In recent days we have been encouraged to stand on our doorsteps and clap loudly.
Every time we stand and clap (or cheer) we are expressing our overwhelming gratitude for a ‘job well done’.
If we watch a play or listen to a concert, we applaud (and sometimes cheer) to show our appreciation for the skill of the actors and musicians.
We applaud as a way of saying ‘Thank you’ for taking us to ‘another place’ –
a place beyond the reality of our daily lives;
a place we can rarely define,
but a place so much better, so much richer.
Our recent doorstep demonstrations of appreciation have been targeted in a slightly different way – the whole population is being encouraged to say ‘Thank you’, but for something very specific.
We are being asked to say ‘Thank you’ to those who, through their various occupations, regularly put themselves in danger of contracting the Coronavirus in order that others might continue to live their lives with some dignity, and with some semblance of ‘normality’.
On Palm Sunday we remember another moment when the crowds rushed out and loudly acclaimed the way in which someone lived out their life for the benefit of others.
Palm Sunday is, of course, the moment when Jesus entered the city of Jerusalem.
For some time in the Gospel narrative we have been reading of Jesus’ journey to Jerusalem. We have heard his dire predictions of what is going to happen when he gets there. We, living in this post-resurrection age, know that from this moment it is all going to turn very ugly indeed. And yet, today, like those crowds of 2000 years ago, we wave our palms and we shout our Hosannas as we join in welcoming the King into the holy city of Jerusalem.
I wonder how many of you have ever stood in line as our Queen goes past. It happened for us a few years ago. The Queen and Prince Philip visited the school where Vicky and I lived and worked. The school is a royal foundation and it was a landmark anniversary in its history – hence the visit from its distinguished Patron.
For weeks before the Queen’s arrival there was a growing crescendo of eager anticipation. An amazing amount of planning, cleaning, decorating and reorganisation happened, including the arrival of the royal limousine 24 hours in advance of the monarch – and then the day came.
The royal helicopter landed, the Queen was escorted to her car, the car drove down the main Avenue of the school to enthusiastic applause. It was a great day for one and all.
But, it was so different from the arrival of the monarch we are celebrating today.
After a long journey on foot, Jesus sent his disciples to find the donkey on which he would travel. There had been no detailed manoeuvres ahead of his arrival. His entrance into Jerusalem and the acclamation he received were so different from the hysteria that is often whipped up ahead of the visit of a worldly celebrity.
Jesus, in the actions and acclamations of those crowds, was spontaneously being recognized as the true King.
And what a King!
This King knows precisely who He was, and who He is;
this King comes with unbounded compassion for souls and for bodies;
this King comes with news of divine judgement.

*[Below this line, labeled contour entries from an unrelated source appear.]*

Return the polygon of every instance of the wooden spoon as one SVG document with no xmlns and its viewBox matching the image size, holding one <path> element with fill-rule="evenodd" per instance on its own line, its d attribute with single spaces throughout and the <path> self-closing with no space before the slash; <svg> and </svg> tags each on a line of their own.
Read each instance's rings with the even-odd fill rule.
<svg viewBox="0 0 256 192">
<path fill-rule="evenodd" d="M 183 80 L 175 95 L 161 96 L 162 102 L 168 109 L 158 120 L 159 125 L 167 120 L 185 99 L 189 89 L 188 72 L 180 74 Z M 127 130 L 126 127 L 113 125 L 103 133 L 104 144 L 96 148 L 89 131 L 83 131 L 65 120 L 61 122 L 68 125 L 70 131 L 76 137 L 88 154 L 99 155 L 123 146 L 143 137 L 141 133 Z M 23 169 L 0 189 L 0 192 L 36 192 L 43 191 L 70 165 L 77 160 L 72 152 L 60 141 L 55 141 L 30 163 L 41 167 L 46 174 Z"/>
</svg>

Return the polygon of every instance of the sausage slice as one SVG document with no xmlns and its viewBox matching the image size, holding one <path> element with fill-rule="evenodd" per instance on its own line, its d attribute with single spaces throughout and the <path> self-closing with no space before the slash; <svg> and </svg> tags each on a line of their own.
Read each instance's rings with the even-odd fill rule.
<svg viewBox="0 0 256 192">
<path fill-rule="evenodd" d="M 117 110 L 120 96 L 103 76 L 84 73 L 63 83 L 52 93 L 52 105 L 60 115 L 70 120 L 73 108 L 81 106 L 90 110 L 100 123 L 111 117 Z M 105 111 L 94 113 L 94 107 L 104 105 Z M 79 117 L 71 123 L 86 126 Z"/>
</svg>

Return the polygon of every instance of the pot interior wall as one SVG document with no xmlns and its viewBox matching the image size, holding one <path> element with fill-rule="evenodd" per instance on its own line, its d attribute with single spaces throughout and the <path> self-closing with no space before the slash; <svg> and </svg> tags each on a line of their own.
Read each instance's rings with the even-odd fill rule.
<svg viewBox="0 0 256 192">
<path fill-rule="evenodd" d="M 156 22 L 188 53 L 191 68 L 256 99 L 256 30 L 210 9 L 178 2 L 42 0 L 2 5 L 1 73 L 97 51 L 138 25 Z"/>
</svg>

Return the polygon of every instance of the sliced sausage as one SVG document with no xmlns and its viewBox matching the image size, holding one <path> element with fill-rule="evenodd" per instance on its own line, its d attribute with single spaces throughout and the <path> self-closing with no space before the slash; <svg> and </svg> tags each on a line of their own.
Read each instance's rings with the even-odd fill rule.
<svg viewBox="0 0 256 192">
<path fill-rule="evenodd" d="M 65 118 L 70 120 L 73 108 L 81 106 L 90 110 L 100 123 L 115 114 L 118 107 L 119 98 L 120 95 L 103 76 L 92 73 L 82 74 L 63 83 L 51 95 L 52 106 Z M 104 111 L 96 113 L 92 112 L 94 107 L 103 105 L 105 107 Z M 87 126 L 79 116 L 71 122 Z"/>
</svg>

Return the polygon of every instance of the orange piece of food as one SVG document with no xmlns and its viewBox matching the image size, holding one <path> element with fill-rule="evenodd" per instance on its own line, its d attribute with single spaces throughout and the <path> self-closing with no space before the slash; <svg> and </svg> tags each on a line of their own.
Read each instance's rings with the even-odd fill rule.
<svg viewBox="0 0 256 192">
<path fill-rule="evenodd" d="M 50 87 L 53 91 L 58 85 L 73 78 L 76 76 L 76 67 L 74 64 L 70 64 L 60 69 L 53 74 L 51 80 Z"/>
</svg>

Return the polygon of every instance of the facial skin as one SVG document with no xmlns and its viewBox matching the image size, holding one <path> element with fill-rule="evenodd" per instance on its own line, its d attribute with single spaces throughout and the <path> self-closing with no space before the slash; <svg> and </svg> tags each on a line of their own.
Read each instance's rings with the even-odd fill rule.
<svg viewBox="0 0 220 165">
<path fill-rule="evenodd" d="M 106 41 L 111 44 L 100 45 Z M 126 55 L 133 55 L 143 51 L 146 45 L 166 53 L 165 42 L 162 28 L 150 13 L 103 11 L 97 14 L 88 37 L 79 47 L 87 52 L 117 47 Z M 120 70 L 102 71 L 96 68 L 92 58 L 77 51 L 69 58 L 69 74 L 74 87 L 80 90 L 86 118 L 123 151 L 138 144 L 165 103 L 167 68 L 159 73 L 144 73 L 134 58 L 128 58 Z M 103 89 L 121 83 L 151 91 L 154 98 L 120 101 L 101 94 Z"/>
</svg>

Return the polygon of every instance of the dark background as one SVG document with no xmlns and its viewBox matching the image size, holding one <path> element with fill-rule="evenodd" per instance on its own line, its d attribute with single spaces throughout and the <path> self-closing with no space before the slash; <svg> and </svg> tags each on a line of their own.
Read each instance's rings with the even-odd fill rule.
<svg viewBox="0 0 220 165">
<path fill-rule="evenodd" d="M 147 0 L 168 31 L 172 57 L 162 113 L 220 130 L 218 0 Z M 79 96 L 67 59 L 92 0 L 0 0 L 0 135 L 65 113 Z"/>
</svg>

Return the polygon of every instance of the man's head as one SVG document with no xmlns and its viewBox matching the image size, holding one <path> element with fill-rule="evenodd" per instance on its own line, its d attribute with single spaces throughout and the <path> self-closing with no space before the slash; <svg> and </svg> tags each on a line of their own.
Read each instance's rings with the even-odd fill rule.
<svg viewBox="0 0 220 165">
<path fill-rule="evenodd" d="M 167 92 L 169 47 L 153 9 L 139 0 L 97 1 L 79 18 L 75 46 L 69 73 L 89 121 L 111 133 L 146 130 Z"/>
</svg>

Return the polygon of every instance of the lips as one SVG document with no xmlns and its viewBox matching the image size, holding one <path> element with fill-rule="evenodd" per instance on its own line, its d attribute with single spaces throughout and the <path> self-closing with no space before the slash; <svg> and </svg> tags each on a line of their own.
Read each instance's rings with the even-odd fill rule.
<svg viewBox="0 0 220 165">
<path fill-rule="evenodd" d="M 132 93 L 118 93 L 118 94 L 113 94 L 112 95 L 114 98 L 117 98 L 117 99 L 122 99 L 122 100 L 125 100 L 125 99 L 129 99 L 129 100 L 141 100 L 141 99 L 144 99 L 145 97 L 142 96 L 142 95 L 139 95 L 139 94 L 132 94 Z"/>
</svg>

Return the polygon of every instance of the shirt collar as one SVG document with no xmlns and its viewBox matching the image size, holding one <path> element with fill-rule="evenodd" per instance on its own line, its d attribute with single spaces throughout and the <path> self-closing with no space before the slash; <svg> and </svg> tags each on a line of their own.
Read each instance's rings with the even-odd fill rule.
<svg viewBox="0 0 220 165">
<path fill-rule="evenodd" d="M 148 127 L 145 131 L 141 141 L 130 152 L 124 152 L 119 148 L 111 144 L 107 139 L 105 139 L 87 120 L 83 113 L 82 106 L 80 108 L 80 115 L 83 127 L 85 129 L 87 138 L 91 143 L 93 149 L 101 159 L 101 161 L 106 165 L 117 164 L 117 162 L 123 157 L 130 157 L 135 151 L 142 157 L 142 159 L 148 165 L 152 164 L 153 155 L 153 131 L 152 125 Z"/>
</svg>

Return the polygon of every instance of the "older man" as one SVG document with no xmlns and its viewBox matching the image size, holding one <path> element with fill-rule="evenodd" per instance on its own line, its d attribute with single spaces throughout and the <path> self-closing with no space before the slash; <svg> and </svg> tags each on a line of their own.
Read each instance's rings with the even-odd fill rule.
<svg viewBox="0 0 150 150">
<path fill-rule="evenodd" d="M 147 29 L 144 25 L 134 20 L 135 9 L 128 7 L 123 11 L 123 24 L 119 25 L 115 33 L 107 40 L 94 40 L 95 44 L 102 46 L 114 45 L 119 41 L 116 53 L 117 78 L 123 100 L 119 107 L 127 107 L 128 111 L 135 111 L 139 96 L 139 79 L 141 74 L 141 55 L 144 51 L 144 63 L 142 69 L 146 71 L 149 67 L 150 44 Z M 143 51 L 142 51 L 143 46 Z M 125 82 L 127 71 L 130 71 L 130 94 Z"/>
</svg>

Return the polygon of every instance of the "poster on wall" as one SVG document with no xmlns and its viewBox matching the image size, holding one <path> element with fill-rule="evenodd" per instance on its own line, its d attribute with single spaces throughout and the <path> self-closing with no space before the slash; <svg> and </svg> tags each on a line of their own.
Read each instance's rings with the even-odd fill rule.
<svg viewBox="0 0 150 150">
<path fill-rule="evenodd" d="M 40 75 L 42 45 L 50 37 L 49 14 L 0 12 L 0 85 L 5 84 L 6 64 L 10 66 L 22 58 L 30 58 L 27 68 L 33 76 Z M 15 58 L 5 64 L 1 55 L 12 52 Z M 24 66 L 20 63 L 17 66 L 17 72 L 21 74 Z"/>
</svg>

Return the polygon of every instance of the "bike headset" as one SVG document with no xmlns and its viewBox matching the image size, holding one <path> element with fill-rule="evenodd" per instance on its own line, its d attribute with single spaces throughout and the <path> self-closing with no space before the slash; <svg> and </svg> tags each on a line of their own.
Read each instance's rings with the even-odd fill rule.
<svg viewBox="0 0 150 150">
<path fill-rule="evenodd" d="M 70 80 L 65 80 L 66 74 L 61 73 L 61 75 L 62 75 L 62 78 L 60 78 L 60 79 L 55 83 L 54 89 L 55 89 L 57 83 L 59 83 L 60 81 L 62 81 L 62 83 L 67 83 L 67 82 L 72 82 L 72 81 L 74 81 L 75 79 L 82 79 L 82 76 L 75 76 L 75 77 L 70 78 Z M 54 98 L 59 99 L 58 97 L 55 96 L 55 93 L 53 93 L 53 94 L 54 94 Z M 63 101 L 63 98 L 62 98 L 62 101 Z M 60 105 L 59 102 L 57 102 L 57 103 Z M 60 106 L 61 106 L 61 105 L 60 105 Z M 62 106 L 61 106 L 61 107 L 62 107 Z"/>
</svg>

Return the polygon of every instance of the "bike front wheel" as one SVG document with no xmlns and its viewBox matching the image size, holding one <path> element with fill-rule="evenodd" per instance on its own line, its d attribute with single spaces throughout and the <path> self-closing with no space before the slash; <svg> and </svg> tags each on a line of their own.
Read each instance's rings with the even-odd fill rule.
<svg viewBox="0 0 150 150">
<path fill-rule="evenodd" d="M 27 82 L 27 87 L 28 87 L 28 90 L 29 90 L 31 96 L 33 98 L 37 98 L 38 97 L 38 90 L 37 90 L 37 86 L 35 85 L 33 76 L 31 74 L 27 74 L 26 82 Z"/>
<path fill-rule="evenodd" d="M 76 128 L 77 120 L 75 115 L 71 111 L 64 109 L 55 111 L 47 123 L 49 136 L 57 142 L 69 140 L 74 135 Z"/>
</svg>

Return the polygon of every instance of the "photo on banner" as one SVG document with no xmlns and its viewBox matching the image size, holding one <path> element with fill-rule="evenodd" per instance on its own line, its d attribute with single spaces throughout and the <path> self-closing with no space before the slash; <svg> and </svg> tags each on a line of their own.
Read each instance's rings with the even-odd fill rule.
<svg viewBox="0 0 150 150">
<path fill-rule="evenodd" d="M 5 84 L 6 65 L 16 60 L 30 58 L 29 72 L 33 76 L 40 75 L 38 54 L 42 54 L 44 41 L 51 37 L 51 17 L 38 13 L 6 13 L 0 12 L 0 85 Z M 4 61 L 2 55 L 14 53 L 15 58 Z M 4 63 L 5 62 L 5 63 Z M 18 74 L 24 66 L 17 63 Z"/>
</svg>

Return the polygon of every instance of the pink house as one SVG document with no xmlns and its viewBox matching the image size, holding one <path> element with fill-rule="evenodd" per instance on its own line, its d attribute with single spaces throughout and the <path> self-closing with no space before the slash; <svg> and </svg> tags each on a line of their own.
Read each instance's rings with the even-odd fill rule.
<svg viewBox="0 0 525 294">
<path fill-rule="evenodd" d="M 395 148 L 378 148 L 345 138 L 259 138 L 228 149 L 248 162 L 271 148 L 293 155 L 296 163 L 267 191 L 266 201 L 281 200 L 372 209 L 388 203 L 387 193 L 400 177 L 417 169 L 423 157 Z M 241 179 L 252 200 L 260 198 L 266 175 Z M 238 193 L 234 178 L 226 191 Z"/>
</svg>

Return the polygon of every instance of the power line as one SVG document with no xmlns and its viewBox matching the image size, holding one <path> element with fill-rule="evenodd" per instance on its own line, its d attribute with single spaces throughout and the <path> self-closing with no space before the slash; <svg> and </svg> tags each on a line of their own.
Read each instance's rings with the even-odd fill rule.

This King – this Jesus – is the rightful King,
not just of the Jewish state but of the world;
this is a victorious King – although the full extent of his victory is yet to be seen;
this is a gentle King – a King who has healed and taught;
a King who will soon wash his disciples’ feet as a model of love and service.
Those who cheered and waved their palm branches in Jerusalem 2000 years ago were cheering the person whom they believed could take them to ‘another place’ –
a place free from oppression;
a place of prosperity;
a place nearer to God.
Of course, those dreams were not realistic – they were not to be realized in the way they hoped and dreamed.
Those palm wavers were soon to change their shouts of ‘Hosanna’ to shouts of ‘Crucify’ because the unrealistic hysteria was soon to turn into disillusioned fear.
The one being hailed as King was soon to be arrested, tried, condemned and crucified.
Even those nearest to him would fade into the background – they would betray and deny – they would cower in fear.
Our applause, whether for health workers, shop workers, or for whoever, is sincere in the moment, but how do we prove its sincerity in the way we live out our daily lives?
Do we show it by respecting the needs of those ‘key workers’, or do we continue to grab as much as we can from the supermarket shelves to the detriment of those we were so recently applauding?
Do we turn our palm waving into shouts of ‘crucify’?
In the coming week we will be journeying through the most sacred time in the Church’s calendar.
This year we can only mark this time by joining in prayer and reflection. Are we able to remain steadfast in the faith during these challenging times?
Are we able to maintain the cries of ‘Hosanna’ or will we be browbeaten into joining the shouts of ‘Crucify’?
The challenge of any Palm Sunday is for us to reflect on our Christian discipleship, and on the strength of our faith.
The challenge of this Palm Sunday is to reflect on our certainty that we are still part of Christ’s Church on earth, and that we are still truly in communion with all who profess their faith in Jesus Christ.
Let us pray that we might all find peace in the certainty of Christ’s ultimate sacrifice – made once and for all, for each and every one of us. Amen.